The maintenance of stainless steel goes a long way to extending its natural lifespan. An iron or mild steel brush should never be used on stainless steel sheet metal as this can transfer iron particles onto the surface of the steel and reduce the effectiveness of the protective oxide layer.
When you take the time to find out the right grade of stainless steel for your food production line, there is no room for issues such as corrosion, deterioration or damage to the surface. Smooth surfaces will enable the product to be cleaned more easily and it will also reduce the risk of corrosion.
One of the major factors that can affect the longevity of stainless steel is corrosion. Therefore, corrosion is an important factor to think about when it comes to exploring options for stainless steel blades, knives or manufacturing equipment. There are many types of corrosion that you should be aware of including:
Pitting and Crevice – When working with food items that are highly acidic and where the temperatures are high, this will increase the likelihood of crevice pitting and corrosion. This type of corrosion will display deep pits on the surface of the steel. Crevice corrosion will occur in crevices that are found on steel.
Stress – This type of corrosion will occur on a localised basis and will display as cracks in objects that are susceptible to corrosion and heat.
Intergranular – Another type of localised corrosion found near the welds in components and/or machinery.
To avoid or reduce corrosion as much as possible, it is important to maintain a thorough and regular cleaning schedule. Maintaining stainless steel equipment is important because it will prolong its lifespan. To maintain the quality of food-grade stainless steel and keep them fully operational, cleaning is essential.

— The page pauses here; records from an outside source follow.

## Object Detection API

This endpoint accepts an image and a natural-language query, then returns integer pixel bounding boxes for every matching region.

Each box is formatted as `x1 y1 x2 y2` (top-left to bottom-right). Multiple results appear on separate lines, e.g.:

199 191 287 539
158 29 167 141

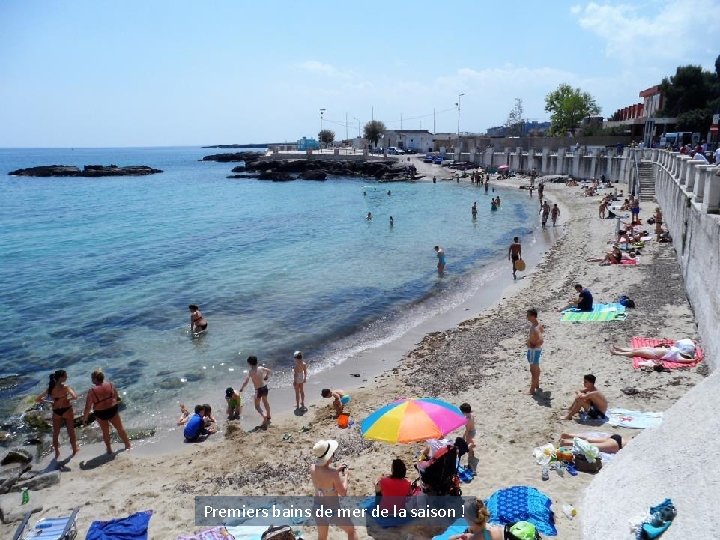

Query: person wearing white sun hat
310 439 357 540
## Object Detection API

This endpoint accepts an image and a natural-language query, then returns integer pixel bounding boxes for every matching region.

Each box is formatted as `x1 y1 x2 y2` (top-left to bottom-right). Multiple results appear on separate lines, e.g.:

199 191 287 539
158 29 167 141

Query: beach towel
176 526 235 540
433 518 469 540
560 303 627 322
85 510 152 540
605 409 663 429
486 486 557 536
630 336 704 369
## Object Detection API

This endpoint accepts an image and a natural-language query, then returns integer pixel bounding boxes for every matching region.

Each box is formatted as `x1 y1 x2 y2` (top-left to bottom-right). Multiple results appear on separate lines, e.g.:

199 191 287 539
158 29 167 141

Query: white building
382 129 433 152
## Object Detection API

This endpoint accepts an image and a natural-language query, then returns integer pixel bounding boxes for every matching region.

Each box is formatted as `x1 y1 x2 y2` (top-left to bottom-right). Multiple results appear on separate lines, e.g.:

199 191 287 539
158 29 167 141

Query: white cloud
570 0 720 65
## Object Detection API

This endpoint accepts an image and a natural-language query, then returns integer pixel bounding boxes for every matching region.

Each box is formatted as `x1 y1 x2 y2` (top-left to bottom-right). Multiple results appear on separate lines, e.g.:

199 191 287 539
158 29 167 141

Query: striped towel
630 336 704 369
560 303 627 322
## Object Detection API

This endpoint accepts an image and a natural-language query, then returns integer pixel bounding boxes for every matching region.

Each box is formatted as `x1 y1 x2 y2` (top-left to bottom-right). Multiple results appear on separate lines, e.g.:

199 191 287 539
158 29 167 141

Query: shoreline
0 174 702 539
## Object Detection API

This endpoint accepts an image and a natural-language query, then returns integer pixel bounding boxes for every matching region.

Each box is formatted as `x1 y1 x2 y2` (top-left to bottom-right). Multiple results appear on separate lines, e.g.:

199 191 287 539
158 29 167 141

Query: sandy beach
0 170 706 540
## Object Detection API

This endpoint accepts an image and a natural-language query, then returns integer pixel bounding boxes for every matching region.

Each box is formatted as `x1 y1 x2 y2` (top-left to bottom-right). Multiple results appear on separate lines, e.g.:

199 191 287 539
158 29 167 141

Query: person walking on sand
540 201 550 229
83 369 131 454
550 203 560 227
240 356 272 426
565 373 608 420
508 236 522 279
35 369 80 459
526 308 544 396
293 351 307 411
434 246 445 277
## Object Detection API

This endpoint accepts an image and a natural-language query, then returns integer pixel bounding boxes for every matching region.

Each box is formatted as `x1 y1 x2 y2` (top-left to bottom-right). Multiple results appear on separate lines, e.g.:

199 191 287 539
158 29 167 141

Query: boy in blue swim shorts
526 308 544 396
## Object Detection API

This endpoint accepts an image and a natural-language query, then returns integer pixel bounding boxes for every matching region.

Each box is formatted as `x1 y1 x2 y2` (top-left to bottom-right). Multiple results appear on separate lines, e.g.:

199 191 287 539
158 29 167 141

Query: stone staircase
638 161 655 201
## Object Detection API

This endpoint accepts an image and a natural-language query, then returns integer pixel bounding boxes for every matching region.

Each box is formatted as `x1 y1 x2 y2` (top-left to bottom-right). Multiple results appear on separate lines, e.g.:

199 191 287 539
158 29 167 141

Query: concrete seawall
582 150 720 540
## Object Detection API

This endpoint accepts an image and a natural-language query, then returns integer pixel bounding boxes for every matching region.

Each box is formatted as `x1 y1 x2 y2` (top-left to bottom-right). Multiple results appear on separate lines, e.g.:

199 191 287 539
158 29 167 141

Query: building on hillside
383 129 433 152
297 137 320 152
603 84 677 147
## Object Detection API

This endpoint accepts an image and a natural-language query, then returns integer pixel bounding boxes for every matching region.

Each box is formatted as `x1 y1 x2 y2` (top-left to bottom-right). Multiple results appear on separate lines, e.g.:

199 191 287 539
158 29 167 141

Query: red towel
630 336 703 369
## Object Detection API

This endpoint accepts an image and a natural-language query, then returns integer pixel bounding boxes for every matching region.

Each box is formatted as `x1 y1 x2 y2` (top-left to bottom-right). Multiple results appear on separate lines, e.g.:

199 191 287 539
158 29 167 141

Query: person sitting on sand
310 440 357 540
225 386 242 420
560 433 622 454
183 405 208 442
565 373 608 420
449 498 505 540
610 339 695 362
240 356 272 426
560 283 593 311
320 388 350 416
83 369 130 454
188 304 207 334
375 458 412 515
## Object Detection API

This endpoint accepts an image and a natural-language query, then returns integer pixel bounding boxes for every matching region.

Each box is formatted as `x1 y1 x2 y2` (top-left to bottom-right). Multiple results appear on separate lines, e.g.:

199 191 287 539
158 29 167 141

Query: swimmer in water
435 246 445 277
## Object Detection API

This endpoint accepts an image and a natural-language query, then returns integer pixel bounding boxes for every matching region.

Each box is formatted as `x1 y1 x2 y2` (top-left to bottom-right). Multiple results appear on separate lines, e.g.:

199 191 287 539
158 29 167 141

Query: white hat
313 439 338 465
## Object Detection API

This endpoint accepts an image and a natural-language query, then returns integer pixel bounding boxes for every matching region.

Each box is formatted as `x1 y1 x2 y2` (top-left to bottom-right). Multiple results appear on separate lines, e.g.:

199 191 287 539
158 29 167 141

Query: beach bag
260 525 295 540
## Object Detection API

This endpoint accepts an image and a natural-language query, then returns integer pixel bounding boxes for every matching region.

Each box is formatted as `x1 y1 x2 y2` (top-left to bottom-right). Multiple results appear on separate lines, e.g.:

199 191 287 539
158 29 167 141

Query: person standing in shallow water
434 246 445 277
35 369 80 459
508 236 522 279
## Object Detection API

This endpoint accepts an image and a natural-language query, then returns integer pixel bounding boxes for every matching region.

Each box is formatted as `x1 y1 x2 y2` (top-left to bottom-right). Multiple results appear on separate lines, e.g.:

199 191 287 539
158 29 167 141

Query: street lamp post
455 94 465 138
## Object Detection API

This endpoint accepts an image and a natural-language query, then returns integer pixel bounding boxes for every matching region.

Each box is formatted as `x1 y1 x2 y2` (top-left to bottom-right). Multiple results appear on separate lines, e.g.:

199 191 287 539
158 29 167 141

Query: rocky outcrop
8 165 162 178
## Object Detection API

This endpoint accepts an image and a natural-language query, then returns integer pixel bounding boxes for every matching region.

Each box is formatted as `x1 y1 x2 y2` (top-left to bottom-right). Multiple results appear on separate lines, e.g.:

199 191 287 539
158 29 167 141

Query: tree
545 84 600 135
318 129 335 145
505 98 525 137
363 120 387 146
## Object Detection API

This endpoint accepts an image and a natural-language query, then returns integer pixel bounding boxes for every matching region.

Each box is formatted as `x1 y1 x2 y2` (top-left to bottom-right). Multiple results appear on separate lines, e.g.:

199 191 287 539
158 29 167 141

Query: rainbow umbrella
360 398 467 443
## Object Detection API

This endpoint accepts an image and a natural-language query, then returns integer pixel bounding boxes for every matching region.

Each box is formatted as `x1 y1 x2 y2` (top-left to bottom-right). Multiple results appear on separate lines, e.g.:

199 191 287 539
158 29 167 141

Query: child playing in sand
293 350 306 411
225 386 242 420
240 356 272 426
460 403 477 470
320 388 350 416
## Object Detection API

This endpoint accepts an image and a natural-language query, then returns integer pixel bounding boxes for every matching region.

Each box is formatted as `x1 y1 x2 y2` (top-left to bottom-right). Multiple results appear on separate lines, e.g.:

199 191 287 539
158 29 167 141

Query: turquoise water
0 148 535 430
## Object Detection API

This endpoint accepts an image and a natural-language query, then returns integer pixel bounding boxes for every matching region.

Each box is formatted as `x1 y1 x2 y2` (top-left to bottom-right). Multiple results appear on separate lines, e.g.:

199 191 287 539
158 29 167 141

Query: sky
0 0 720 148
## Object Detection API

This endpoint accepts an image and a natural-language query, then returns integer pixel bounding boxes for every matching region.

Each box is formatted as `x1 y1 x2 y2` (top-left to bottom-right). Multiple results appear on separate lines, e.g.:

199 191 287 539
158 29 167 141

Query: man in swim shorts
565 374 608 420
240 356 272 426
320 388 350 416
526 308 544 396
508 236 522 279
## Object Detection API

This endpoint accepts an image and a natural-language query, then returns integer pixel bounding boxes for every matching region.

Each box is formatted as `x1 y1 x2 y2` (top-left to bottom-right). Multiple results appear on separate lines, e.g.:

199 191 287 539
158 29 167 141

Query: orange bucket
338 413 350 429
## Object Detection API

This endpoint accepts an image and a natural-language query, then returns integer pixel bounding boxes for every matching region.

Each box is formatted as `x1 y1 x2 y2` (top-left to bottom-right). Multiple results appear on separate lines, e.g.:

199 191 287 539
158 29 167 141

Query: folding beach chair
13 508 80 540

Overall, stainless steel is one of the most popular and safe materials for use in food production environments. This is because:
- The material is able to withstand day to day wear and tear and resistance against dents, scratches and breaks.
- It is easy to clean.
- It doesn’t require any form of protective coating.
- The properties of stainless steel do not absorb smells or flavours which stops them from being transferred between food items.
- The material has a high level of resistance to erosion from acids contained within food ingredients.
The finish of the stainless steel can also affect its ability to carry out its function in food processing. This is important because stainless steel must be able to deter the growth of bacteria and other pathogens that could cause contamination to the food production process.
It is important to remember that not all food-safe stainless steels are created equally. There are many food grades that are available, and each will have its own strengths, weaknesses and properties, making it suitable for certain applications and not others. Extremes in temperature also have the ability to affect the quality and durability of the stainless steel.
Understanding the properties, strengths and weaknesses of stainless steel is important before you decide which grade is the best one for the products that your operation processes and deals with on a regular basis.